The session was to determine under which criteria the application would be placed - either under the bylaws of business zoning, or the bylaws of the historic core district. The parcel falls under both zoning areas, including the preservation district.
The applicants and their lawyer, Joseph O'Dea, submitted an addendum to their original application stating that they believed they should be placed under the zoning for the historic core, section 4.3 of the bylaws, and not the business zoning, section 7.1.
The board decided that they could not use the criteria for the historic core district to supersede what is written in the business zoning. However, the bylaw does give the DRB authority to modify the requirements in section 7.1, if deemed appropriate.
On Monday, Aug. 19, Brown asked for clarification from the applicants as to why they could not operate under both the business bylaws and the historic core zoning.
"The [business district] has a 75 foot front yard setback," explained engineer Ellis Speath. "If we were to request to build a building 75 feet back from the street line, we would be denied because of the historic core requirements. The historic core requires us to be close to the street with all our buildings, and not have a bunch of unused space in front.

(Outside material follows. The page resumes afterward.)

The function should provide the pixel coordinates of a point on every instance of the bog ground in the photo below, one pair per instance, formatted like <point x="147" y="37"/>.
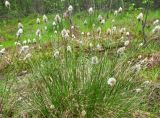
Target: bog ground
<point x="80" y="64"/>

The applicants also explained that the historic core requirements are the most restrictive, and if they were to meet those then they would meet all of the business zoning requirements. However, if they were to strive to meet the requirements of the business zoning they would not meet all of the historic core requirements needed.
The next open meeting for the hearing is to be on Thursday, Aug. 29, at 7 p.m. in the Courthouse; the meeting will "proceed to further Development Review Board consideration, under all applicable Zoning Bylaw provisions."
An update on that meeting will be posted to the Journal's website as quickly as possible.